My thought was to show the short regions in capitals and the remaining sequence in lower-case. I've created the sequences with the correct upper/lower case characters, but when I throw it through ClustalW, it comes out all upper-case.

I'd prefer an option that has a ready-made module from BioPerl (as the rest of my script is in perl), but command-line only options are also okay.

Sample script (but the same happens from the command-line):

use Bio::Tools::Run::Alignment::Clustalw;
use Bio::AlignIO;

my aligner = Bio::Tools::Run::Alignment::Clustalw->new; myalignment = aligner->align('test.fsa'); myout = Bio::AlignIO->newFh(-format => 'phylip');
print $out$alignment;


Sample input file:

>test
atgaaaaagaattttattgggaaatcaattttaagcatagctgctattagtttaacggta
tcaacatttgccggtgaatctcatgcacaaactaaggCTGAAAAATATAACGAGTatc
>test_2
atgaaaaaGAATTTATTGGGAAATCaattttaagcatagctgctattagtttaacggtat
caacatttgccggtgaatctcatgcacaaactaaggctgaaaaatataacgagtatca


Output of script (no lowercase):

 2 119
test         ATGAAAAAGA ATTTTATTGG GAAATCAATT TTAAGCATAG CTGCTATTAG TTTAACGGTA
test_2       ATGAAAAAGA ATTT-ATTGG GAAATCAATT TTAAGCATAG CTGCTATTAG TTTAACGGTA

TCAACATTTG CCGGTGAATC TCATGCACAA ACTAAGGCTG AAAAATATAA CGAGTATC-
TCAACATTTG CCGGTGAATC TCATGCACAA ACTAAGGCTG AAAAATATAA CGAGTATCA

bioperl aligner msa • 2.6k views
1
Entering edit mode

why not just take the output, and use a script to format it again?

1
Entering edit mode

I can do that, but there's the potential that gaps will be inserted during the alignment (some of my real sample data exhibits this, before and also inside of the "capital" region, but is too long to post here), and I would have to track that and adjust for it.
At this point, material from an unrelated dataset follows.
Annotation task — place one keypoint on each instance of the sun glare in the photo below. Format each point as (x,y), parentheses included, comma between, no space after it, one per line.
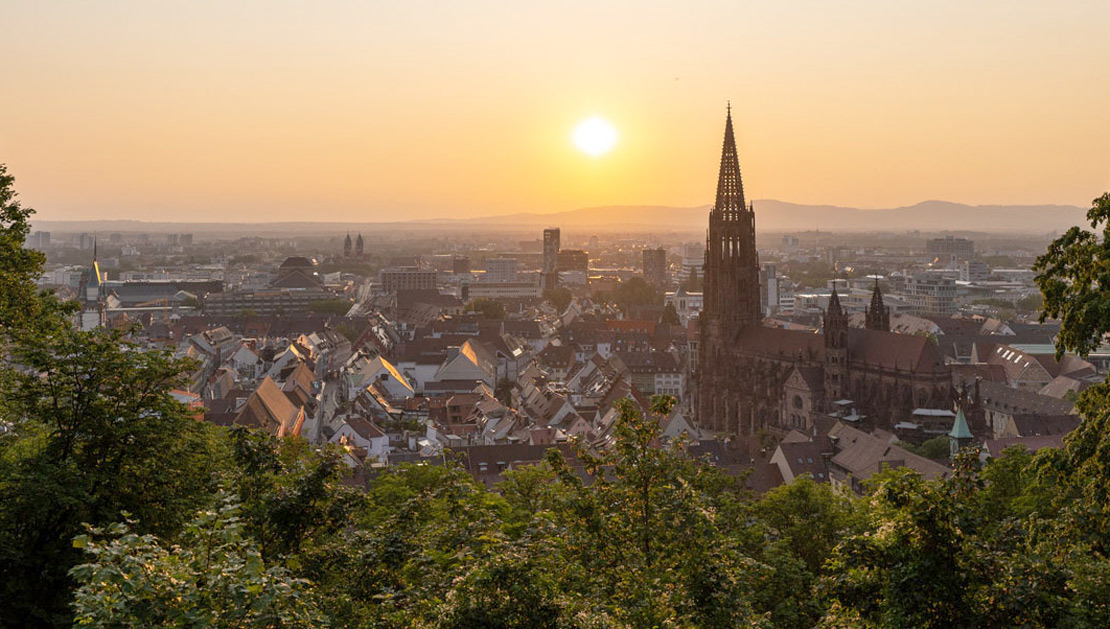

I've done it before, but it's ugly-looking fragile code.

As sometimes people use case as a way of encoding mask data, I would have expected at least one of the popular aligners to have an option to preserve it.

7
Entering edit mode
10.0 years ago
Whetting ★ 1.6k

check Mafft. According to its manual (http://mafft.cbrc.jp/alignment/software/anysymbol.html) it has the possibility to maintain case...

0
Entering edit mode

Thank you! This looks like it will work perfectly with the --preservecase option.